An object is projected directly upward from the ground. Its distance in feet from the ground in seconds s=96t−16t^{2}.

(a) After how many seconds will the object be 128 feet from the ground? (Hint: Look for a common factor before solving the equation.)

(b) When does the object strike the ground?

(a) Select the correct answer below and fill in the answer box(es) to complete your choice.

A. The object will be 128 feet from the ground only after ____ second(s).

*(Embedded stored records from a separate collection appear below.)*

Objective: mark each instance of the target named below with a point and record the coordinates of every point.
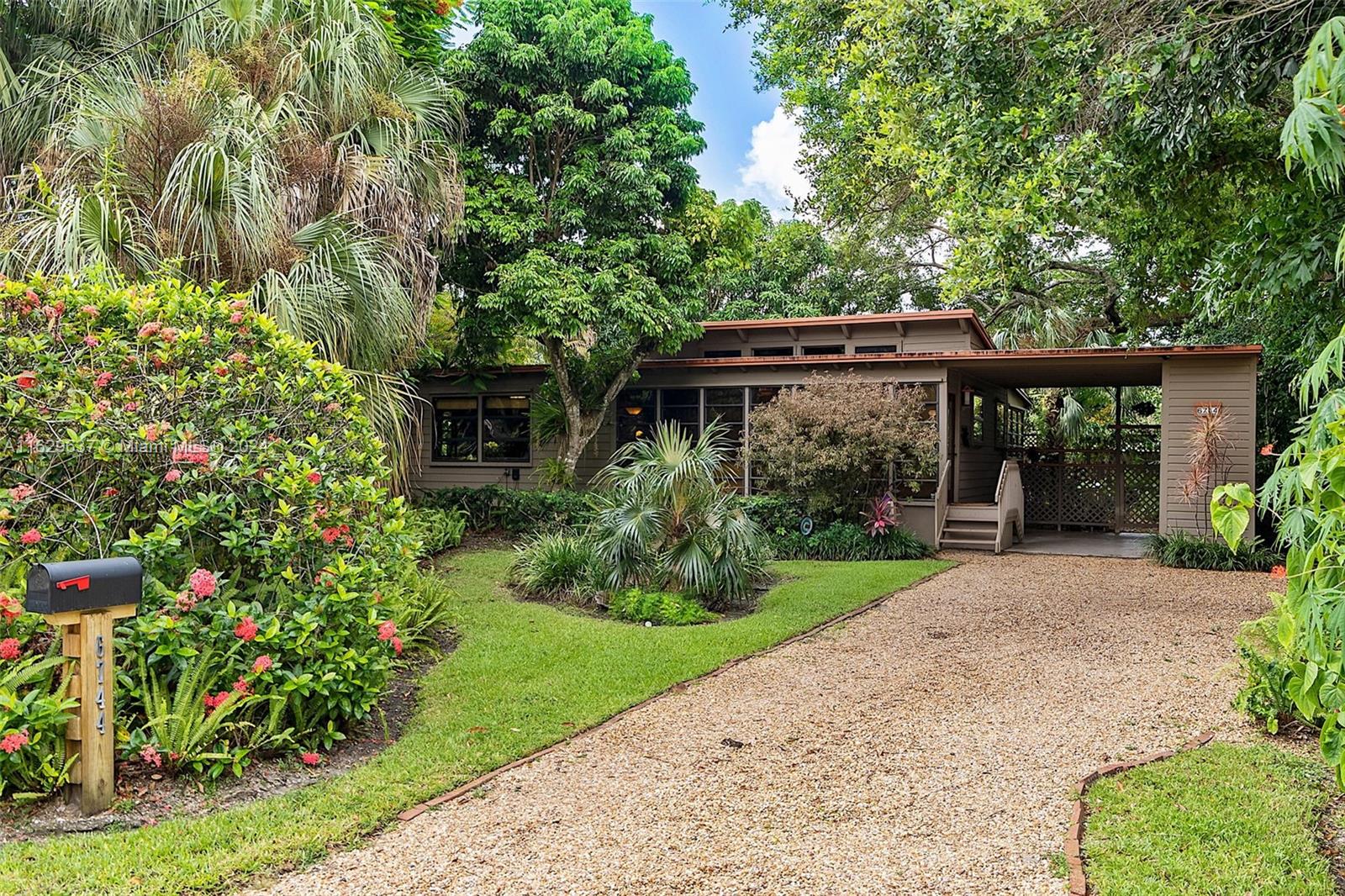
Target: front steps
(970, 528)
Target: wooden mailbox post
(81, 600)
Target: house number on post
(81, 600)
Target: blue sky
(751, 145)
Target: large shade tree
(284, 147)
(578, 168)
(1100, 172)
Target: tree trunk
(582, 423)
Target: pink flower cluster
(246, 629)
(203, 582)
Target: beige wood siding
(1187, 382)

B. The object will be 128 feet from the ground after ____ second(s) and after ___ second(s)

ladiikeiii Oct 21, 2017

#1**+2 **

s = 96t−16t^2

For the first part... let s = 128 ......so we have.....

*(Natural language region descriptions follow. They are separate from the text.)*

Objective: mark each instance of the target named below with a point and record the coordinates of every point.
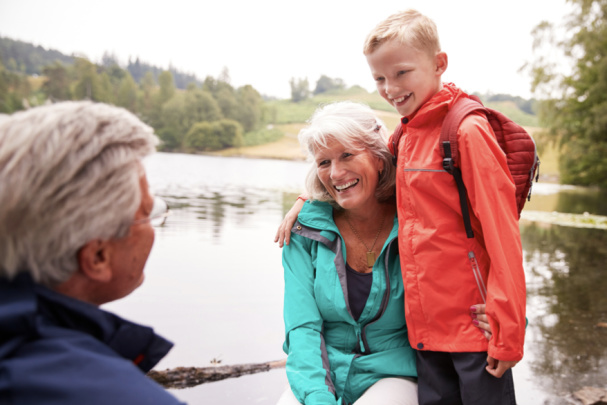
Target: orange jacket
(436, 256)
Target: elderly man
(75, 232)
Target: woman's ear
(94, 260)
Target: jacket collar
(440, 103)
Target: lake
(214, 280)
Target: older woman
(346, 335)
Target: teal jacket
(333, 359)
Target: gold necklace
(370, 252)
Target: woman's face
(350, 176)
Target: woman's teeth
(342, 187)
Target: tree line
(574, 101)
(203, 116)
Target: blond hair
(408, 27)
(355, 126)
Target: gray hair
(69, 174)
(355, 126)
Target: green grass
(290, 117)
(288, 112)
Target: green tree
(249, 104)
(88, 83)
(300, 89)
(200, 106)
(127, 96)
(202, 136)
(230, 133)
(576, 108)
(147, 87)
(325, 83)
(210, 136)
(56, 85)
(165, 93)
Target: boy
(456, 364)
(437, 258)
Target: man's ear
(442, 62)
(94, 260)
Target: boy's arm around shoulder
(491, 192)
(307, 362)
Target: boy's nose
(391, 89)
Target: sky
(265, 43)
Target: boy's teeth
(400, 99)
(342, 187)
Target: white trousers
(387, 391)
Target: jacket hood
(29, 310)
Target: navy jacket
(58, 350)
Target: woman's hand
(283, 234)
(479, 319)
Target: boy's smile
(406, 77)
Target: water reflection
(567, 300)
(214, 279)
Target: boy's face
(405, 76)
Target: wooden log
(185, 377)
(591, 396)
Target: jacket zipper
(385, 298)
(477, 275)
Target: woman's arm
(307, 367)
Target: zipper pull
(360, 339)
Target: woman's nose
(391, 88)
(336, 170)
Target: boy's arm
(491, 193)
(283, 234)
(307, 366)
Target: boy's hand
(479, 319)
(283, 234)
(497, 368)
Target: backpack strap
(448, 143)
(395, 139)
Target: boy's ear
(441, 61)
(94, 260)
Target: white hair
(355, 126)
(69, 174)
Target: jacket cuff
(321, 398)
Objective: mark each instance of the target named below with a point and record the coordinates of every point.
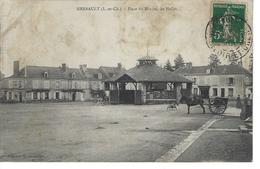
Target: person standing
(238, 105)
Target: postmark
(227, 33)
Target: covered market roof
(147, 71)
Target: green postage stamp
(228, 25)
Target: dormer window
(208, 71)
(111, 74)
(45, 74)
(73, 75)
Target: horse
(193, 101)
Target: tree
(179, 62)
(214, 60)
(168, 65)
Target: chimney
(63, 67)
(83, 68)
(16, 68)
(189, 65)
(119, 66)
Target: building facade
(218, 81)
(147, 83)
(42, 83)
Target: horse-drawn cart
(218, 105)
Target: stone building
(219, 81)
(43, 83)
(146, 83)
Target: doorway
(222, 92)
(74, 96)
(20, 97)
(127, 96)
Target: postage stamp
(228, 27)
(227, 33)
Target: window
(106, 86)
(184, 85)
(194, 80)
(35, 95)
(95, 76)
(20, 84)
(57, 84)
(215, 92)
(46, 95)
(46, 84)
(75, 85)
(57, 94)
(230, 81)
(208, 71)
(35, 84)
(231, 92)
(222, 92)
(111, 74)
(73, 75)
(10, 96)
(45, 74)
(195, 91)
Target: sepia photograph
(126, 81)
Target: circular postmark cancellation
(228, 34)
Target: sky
(52, 32)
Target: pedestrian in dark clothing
(238, 105)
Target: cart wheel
(217, 109)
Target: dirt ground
(84, 132)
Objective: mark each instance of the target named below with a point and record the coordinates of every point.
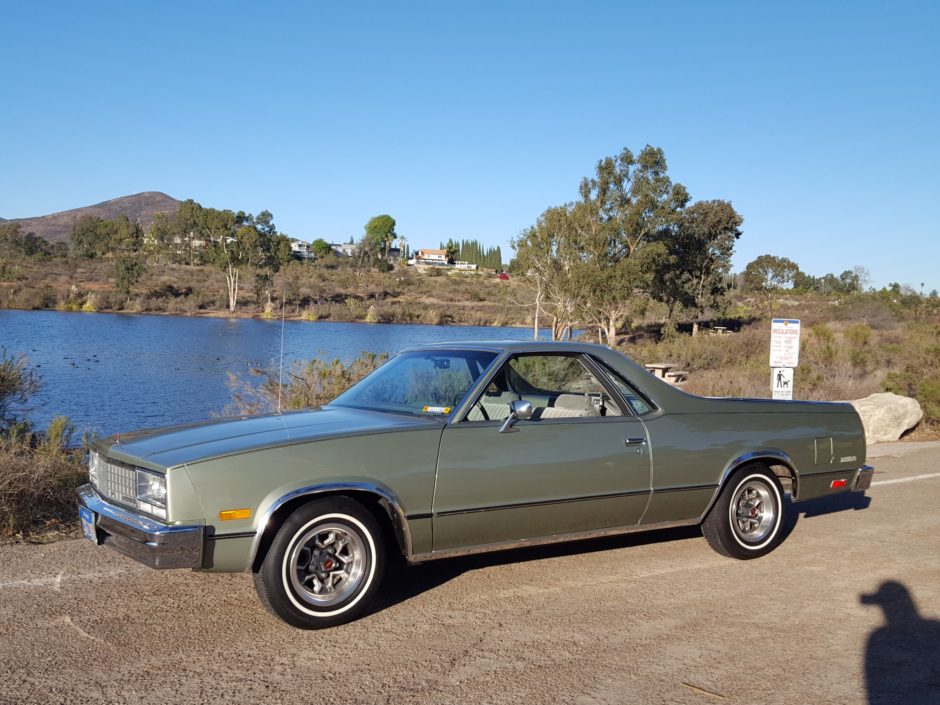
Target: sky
(819, 121)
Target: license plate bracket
(88, 524)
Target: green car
(453, 449)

128 = 96t - 16t^2 divide through by 16

8 = 6t - t^2 rearrange as

t^2 - 6t + 8 = 0 factor

(t - 4) )( t - 2) = 0

So

t - 4 = 0 or t - 2 = 0

add 4 to both sides add 2 to both sides

t = 4 t = 2

So.....it will be 128 ft above the ground after 2 seconds and after 4 seconds ...it is falling at the 4 second mark

For part (b), when it hits the ground, s = 0

So....see if you can solve this

0 = 96t - 16t^2

Let me give you a hint......if it takes 2 seconds to reach a height of 128 ft....it will also take 2 more seconds to reach the ground after reaching the 128 ft mark for the * second* time

CPhill Oct 21, 2017